Zélie Bissonnet et l’état du monde
En première année au Baccalauréat en histoire de l’art à l’UQAM, Zélie Bissonnet présente Désespoir. Une gravure sur plaque d’aluminium confectionnée en 2023 qui se réincarne, deux ans plus tard, à travers cinq autres médiums.
Laine tricotée, encre de Chine, fusain et broderie sur toile, collage de retailles et de revues d’art : les six jolies pièces qui forment Désespoir soulèvent un désir particulier de l’artiste.
« Ce n’est pas moi spécifiquement dans l’image, mais je voulais exprimer mon sentiment d’impuissance tant face à ma vie personnelle que l’état du monde », dit-elle.
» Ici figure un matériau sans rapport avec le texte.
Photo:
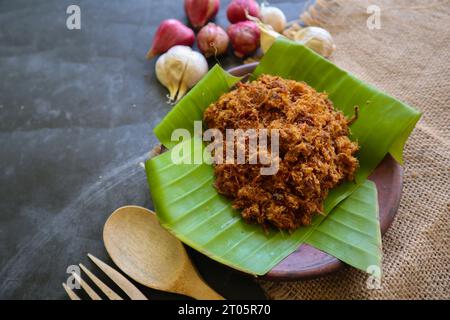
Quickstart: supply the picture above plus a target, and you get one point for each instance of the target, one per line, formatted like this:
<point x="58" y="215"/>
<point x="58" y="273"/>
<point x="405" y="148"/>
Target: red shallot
<point x="212" y="40"/>
<point x="237" y="10"/>
<point x="244" y="37"/>
<point x="200" y="12"/>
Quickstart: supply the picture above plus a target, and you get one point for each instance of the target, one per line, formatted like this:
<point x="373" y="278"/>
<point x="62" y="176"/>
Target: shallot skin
<point x="212" y="40"/>
<point x="244" y="37"/>
<point x="199" y="12"/>
<point x="236" y="10"/>
<point x="171" y="32"/>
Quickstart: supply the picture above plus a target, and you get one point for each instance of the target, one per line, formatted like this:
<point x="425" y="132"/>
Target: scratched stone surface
<point x="77" y="109"/>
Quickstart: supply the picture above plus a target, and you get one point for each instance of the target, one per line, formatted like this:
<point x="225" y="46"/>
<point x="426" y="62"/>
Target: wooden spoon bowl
<point x="150" y="255"/>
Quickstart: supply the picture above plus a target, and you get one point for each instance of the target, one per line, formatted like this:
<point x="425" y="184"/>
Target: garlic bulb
<point x="273" y="17"/>
<point x="196" y="68"/>
<point x="179" y="69"/>
<point x="315" y="38"/>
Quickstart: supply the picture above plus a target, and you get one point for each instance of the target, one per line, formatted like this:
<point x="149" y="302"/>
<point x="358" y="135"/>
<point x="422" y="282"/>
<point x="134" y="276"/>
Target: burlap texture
<point x="409" y="58"/>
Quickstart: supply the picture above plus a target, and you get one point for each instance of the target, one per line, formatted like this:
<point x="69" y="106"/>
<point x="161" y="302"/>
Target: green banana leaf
<point x="189" y="207"/>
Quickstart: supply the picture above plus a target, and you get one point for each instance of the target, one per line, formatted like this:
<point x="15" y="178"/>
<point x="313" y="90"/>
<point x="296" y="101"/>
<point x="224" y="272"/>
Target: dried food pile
<point x="315" y="152"/>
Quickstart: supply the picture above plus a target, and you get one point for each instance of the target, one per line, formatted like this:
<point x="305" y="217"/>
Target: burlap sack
<point x="409" y="57"/>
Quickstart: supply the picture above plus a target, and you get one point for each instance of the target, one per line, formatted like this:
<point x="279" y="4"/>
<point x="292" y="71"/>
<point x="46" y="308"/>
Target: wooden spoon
<point x="150" y="255"/>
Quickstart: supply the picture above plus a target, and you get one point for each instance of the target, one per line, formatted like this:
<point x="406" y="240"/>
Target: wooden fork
<point x="122" y="282"/>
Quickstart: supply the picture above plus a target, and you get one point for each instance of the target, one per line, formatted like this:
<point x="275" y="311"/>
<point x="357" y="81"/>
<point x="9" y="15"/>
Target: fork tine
<point x="105" y="289"/>
<point x="91" y="293"/>
<point x="119" y="279"/>
<point x="72" y="295"/>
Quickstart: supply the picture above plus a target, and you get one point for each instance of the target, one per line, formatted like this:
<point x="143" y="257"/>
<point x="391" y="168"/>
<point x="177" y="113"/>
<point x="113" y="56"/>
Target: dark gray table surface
<point x="77" y="109"/>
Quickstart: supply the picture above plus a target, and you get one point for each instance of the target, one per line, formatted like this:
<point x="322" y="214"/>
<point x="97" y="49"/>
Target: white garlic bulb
<point x="273" y="17"/>
<point x="196" y="68"/>
<point x="317" y="39"/>
<point x="179" y="69"/>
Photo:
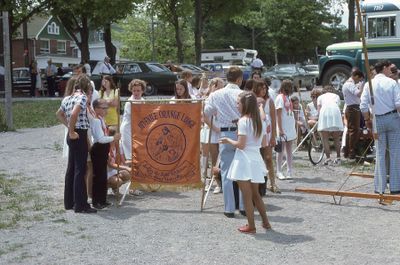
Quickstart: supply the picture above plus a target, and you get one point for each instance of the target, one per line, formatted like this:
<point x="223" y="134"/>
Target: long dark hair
<point x="258" y="87"/>
<point x="250" y="108"/>
<point x="183" y="83"/>
<point x="112" y="85"/>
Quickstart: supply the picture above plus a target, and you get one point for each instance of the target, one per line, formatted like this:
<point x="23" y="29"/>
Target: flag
<point x="166" y="143"/>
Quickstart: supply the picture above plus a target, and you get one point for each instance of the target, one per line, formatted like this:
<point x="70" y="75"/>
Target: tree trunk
<point x="111" y="50"/>
<point x="253" y="38"/>
<point x="198" y="32"/>
<point x="84" y="47"/>
<point x="351" y="7"/>
<point x="178" y="39"/>
<point x="26" y="44"/>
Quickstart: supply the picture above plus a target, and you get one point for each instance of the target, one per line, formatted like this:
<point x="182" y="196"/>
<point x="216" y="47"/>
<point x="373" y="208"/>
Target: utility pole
<point x="153" y="51"/>
<point x="7" y="70"/>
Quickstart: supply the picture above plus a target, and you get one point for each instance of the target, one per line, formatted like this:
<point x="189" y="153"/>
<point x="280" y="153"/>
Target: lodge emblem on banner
<point x="166" y="143"/>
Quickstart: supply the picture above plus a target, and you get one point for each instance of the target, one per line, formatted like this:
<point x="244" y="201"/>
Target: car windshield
<point x="21" y="73"/>
<point x="286" y="69"/>
<point x="155" y="67"/>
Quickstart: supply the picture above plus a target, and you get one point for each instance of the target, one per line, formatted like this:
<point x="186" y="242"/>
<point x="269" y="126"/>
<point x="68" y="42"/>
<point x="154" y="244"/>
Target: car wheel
<point x="337" y="76"/>
<point x="150" y="90"/>
<point x="311" y="86"/>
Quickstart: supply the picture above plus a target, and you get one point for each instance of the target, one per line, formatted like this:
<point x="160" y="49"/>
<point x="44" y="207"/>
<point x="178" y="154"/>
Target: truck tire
<point x="336" y="76"/>
<point x="150" y="90"/>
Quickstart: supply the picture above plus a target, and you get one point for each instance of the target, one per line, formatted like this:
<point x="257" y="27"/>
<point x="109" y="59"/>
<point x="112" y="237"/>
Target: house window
<point x="44" y="46"/>
<point x="61" y="47"/>
<point x="100" y="36"/>
<point x="52" y="28"/>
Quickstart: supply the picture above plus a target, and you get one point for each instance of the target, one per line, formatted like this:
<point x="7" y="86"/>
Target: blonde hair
<point x="137" y="81"/>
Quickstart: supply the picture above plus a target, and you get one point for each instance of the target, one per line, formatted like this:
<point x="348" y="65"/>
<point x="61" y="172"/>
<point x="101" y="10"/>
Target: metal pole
<point x="153" y="51"/>
<point x="7" y="71"/>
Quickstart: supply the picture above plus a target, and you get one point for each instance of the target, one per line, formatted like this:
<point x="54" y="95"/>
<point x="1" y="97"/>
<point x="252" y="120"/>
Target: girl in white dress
<point x="261" y="90"/>
<point x="212" y="147"/>
<point x="137" y="87"/>
<point x="248" y="167"/>
<point x="286" y="129"/>
<point x="330" y="121"/>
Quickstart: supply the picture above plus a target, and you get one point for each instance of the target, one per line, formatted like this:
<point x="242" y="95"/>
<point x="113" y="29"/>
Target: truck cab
<point x="381" y="20"/>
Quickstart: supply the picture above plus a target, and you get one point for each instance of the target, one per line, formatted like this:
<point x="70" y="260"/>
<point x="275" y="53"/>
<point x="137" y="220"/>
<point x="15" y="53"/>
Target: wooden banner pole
<point x="205" y="168"/>
<point x="118" y="154"/>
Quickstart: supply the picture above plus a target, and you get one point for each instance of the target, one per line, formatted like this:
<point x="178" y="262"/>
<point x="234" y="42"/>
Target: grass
<point x="31" y="114"/>
<point x="20" y="203"/>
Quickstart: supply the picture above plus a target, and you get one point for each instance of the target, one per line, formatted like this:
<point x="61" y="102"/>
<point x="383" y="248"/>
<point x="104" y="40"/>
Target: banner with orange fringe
<point x="166" y="145"/>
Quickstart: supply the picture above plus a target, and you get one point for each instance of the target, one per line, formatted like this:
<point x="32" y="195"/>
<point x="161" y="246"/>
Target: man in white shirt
<point x="352" y="90"/>
<point x="99" y="154"/>
<point x="257" y="64"/>
<point x="223" y="103"/>
<point x="386" y="107"/>
<point x="106" y="68"/>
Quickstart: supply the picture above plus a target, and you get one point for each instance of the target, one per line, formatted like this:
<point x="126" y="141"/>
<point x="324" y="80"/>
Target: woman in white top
<point x="286" y="129"/>
<point x="137" y="87"/>
<point x="330" y="121"/>
<point x="312" y="108"/>
<point x="248" y="167"/>
<point x="261" y="91"/>
<point x="211" y="147"/>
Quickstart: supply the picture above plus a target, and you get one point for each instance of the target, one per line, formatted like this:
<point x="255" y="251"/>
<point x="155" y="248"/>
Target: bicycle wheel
<point x="315" y="149"/>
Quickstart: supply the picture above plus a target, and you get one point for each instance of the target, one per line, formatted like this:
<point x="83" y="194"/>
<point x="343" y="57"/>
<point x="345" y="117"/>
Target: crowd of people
<point x="242" y="123"/>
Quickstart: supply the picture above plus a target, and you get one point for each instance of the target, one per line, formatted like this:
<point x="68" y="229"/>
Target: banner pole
<point x="367" y="69"/>
<point x="203" y="201"/>
<point x="118" y="153"/>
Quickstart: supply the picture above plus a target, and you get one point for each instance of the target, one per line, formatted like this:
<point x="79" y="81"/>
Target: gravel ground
<point x="168" y="228"/>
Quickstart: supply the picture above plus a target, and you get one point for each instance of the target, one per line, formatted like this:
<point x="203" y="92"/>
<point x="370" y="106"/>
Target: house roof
<point x="35" y="25"/>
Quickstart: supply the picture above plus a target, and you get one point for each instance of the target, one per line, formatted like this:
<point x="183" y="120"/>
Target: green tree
<point x="291" y="28"/>
<point x="78" y="16"/>
<point x="176" y="13"/>
<point x="136" y="38"/>
<point x="206" y="10"/>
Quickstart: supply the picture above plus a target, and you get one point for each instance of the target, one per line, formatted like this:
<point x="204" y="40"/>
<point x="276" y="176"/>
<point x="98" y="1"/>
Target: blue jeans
<point x="388" y="139"/>
<point x="227" y="152"/>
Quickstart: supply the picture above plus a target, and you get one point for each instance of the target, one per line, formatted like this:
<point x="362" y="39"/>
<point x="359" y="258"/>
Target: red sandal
<point x="246" y="230"/>
<point x="267" y="226"/>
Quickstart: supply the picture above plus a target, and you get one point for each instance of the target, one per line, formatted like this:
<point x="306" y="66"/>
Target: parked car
<point x="216" y="69"/>
<point x="292" y="72"/>
<point x="21" y="79"/>
<point x="157" y="77"/>
<point x="312" y="69"/>
<point x="192" y="68"/>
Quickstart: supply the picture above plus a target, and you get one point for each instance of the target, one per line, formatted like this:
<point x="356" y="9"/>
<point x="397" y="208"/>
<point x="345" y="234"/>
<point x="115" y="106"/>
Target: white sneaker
<point x="279" y="175"/>
<point x="217" y="190"/>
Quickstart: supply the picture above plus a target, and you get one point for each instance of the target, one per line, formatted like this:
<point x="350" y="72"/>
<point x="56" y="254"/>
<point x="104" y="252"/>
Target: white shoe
<point x="279" y="175"/>
<point x="217" y="190"/>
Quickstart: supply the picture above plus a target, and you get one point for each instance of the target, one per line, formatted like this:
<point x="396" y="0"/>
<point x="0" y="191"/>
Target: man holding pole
<point x="223" y="102"/>
<point x="352" y="90"/>
<point x="387" y="119"/>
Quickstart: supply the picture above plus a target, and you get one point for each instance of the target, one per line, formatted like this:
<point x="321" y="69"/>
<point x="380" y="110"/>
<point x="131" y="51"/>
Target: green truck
<point x="381" y="20"/>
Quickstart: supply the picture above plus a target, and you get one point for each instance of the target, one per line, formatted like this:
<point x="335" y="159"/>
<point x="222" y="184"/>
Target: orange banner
<point x="166" y="143"/>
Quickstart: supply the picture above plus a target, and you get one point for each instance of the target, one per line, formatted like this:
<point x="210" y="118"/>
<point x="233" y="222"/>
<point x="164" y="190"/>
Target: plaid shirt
<point x="67" y="105"/>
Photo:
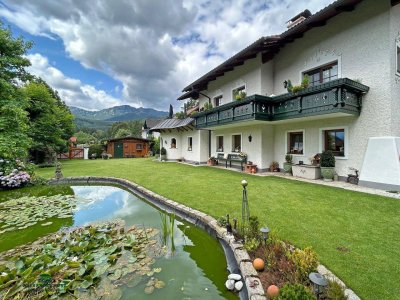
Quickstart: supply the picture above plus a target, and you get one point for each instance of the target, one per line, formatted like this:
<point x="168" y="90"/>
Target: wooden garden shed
<point x="128" y="147"/>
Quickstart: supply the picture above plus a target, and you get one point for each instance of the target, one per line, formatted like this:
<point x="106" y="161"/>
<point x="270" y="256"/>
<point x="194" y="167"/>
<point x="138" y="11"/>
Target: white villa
<point x="351" y="52"/>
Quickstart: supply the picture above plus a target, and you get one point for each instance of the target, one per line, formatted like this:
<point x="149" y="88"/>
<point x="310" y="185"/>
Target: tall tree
<point x="171" y="112"/>
<point x="50" y="123"/>
<point x="14" y="140"/>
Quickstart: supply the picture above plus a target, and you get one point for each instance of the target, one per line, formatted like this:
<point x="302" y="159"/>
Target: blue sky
<point x="54" y="50"/>
<point x="103" y="53"/>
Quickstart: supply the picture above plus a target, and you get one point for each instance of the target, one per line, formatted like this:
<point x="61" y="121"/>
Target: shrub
<point x="38" y="180"/>
<point x="327" y="159"/>
<point x="222" y="221"/>
<point x="14" y="173"/>
<point x="96" y="149"/>
<point x="15" y="179"/>
<point x="335" y="291"/>
<point x="305" y="261"/>
<point x="289" y="158"/>
<point x="254" y="227"/>
<point x="251" y="244"/>
<point x="295" y="292"/>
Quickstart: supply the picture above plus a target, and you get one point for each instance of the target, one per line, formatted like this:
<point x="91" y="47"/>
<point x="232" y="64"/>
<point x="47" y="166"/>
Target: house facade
<point x="350" y="51"/>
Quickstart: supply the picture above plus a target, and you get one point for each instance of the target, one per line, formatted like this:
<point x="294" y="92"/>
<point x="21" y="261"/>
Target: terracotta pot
<point x="258" y="264"/>
<point x="272" y="291"/>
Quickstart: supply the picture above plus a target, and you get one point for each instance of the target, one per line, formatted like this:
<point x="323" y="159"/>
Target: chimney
<point x="298" y="19"/>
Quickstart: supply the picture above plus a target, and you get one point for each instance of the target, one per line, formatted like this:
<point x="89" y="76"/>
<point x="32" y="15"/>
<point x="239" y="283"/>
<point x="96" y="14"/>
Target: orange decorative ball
<point x="272" y="291"/>
<point x="258" y="264"/>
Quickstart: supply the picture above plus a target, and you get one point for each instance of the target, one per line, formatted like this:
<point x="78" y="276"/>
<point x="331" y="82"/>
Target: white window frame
<point x="216" y="143"/>
<point x="346" y="140"/>
<point x="287" y="142"/>
<point x="175" y="143"/>
<point x="241" y="142"/>
<point x="191" y="147"/>
<point x="397" y="66"/>
<point x="221" y="97"/>
<point x="238" y="87"/>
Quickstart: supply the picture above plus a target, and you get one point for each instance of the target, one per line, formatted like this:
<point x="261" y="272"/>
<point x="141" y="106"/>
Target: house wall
<point x="394" y="79"/>
<point x="249" y="74"/>
<point x="313" y="141"/>
<point x="172" y="153"/>
<point x="347" y="39"/>
<point x="267" y="78"/>
<point x="199" y="152"/>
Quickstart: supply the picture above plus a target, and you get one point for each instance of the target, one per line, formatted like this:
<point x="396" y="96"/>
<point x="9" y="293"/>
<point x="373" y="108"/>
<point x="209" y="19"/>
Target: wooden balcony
<point x="337" y="96"/>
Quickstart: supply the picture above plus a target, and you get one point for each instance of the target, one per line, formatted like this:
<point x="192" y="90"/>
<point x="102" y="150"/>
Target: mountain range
<point x="104" y="118"/>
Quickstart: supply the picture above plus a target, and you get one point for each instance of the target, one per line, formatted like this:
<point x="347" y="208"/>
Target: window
<point x="220" y="144"/>
<point x="173" y="143"/>
<point x="398" y="58"/>
<point x="218" y="101"/>
<point x="334" y="140"/>
<point x="236" y="143"/>
<point x="239" y="93"/>
<point x="295" y="142"/>
<point x="190" y="143"/>
<point x="323" y="74"/>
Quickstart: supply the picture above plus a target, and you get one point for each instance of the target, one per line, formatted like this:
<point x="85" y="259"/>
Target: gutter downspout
<point x="209" y="143"/>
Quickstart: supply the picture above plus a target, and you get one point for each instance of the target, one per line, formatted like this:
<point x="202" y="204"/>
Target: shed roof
<point x="172" y="124"/>
<point x="270" y="45"/>
<point x="128" y="138"/>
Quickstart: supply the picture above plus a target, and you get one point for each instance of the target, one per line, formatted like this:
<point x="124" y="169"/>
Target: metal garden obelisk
<point x="245" y="207"/>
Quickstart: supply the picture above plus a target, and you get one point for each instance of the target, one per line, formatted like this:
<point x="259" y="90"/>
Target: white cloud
<point x="72" y="91"/>
<point x="155" y="48"/>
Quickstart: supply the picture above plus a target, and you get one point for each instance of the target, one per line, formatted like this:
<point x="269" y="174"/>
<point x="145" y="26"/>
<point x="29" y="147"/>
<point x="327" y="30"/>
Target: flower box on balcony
<point x="306" y="171"/>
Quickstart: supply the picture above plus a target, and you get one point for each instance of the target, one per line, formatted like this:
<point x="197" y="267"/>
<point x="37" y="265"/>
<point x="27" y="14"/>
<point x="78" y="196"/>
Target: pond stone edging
<point x="255" y="290"/>
<point x="250" y="276"/>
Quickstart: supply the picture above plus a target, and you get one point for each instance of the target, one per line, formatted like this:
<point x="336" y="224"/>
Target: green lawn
<point x="305" y="214"/>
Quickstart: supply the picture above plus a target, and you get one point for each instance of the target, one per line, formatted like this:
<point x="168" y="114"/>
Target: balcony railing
<point x="337" y="96"/>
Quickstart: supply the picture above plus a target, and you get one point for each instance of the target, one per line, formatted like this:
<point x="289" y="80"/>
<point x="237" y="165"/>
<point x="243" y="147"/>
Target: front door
<point x="118" y="150"/>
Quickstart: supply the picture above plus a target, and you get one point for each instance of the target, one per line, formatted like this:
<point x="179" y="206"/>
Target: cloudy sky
<point x="103" y="53"/>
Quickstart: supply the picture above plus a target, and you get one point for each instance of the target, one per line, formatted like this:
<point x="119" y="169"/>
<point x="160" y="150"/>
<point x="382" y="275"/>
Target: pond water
<point x="194" y="266"/>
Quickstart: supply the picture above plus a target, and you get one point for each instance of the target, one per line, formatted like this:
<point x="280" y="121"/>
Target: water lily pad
<point x="159" y="284"/>
<point x="47" y="223"/>
<point x="149" y="290"/>
<point x="117" y="275"/>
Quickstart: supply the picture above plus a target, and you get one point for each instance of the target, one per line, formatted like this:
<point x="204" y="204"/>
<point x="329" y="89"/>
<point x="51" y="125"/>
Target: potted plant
<point x="163" y="153"/>
<point x="274" y="167"/>
<point x="327" y="165"/>
<point x="212" y="161"/>
<point x="240" y="95"/>
<point x="287" y="165"/>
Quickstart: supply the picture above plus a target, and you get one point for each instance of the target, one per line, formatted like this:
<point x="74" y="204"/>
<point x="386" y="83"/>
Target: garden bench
<point x="236" y="158"/>
<point x="232" y="158"/>
<point x="221" y="157"/>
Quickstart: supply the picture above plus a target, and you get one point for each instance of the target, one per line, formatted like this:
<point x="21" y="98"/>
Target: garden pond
<point x="103" y="242"/>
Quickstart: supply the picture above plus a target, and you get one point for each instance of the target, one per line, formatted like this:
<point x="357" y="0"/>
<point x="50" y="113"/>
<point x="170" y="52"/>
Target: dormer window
<point x="323" y="74"/>
<point x="239" y="93"/>
<point x="218" y="101"/>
Michèle St-Amand, ode à Simone
Présentement à la Maîtrise en recherche-intervention en histoire de l’art, Michèle St-Amand a conservé les griffes de sa chienne Simone pendant 12 ans avec l’idée d’en faire une création. L’artiste s’est finalement lancée dans le projet à l’occasion de l’exposition.
Relique s’articule autour d’une réflexion sur les notions de digestion dans le deuil, de cohabitation avec l’être disparu et de la préservation de sa présence.
« Je trouvais les griffes esthétiquement intéressantes. Les formes et les couleurs, ça m’évoquait toutes sortes de matières organiques, et c’est ça le fil conducteur. Je ne voulais pas que ce soit évident et j’aime que les gens y voient des choses différentes comme des champignons ou des fleurs. »

44 pages pour 22 artistes : voilà l’ambition finale de cette exposition, un catalogue. « C’est important pour nous d'avoir une mémoire papier, une preuve tangible que l'expo a eu lieu », insiste Charlotte Lauzon-Simon.
Pour l’étudiante, ce qui ressort de ce projet est « l’amitié, la bienveillance, et le sentiment d’appartenance à un groupe » qui habitent maintenant les universitaires en histoire de l’art. « Je suis fière que ça nous ait autant rassemblés. On va rentrer avec une grosse gang d’ami·es en septembre. »
L'ensemble des photographies de cet article sont le fruit du travail d'Allyson Caron-Pelletier.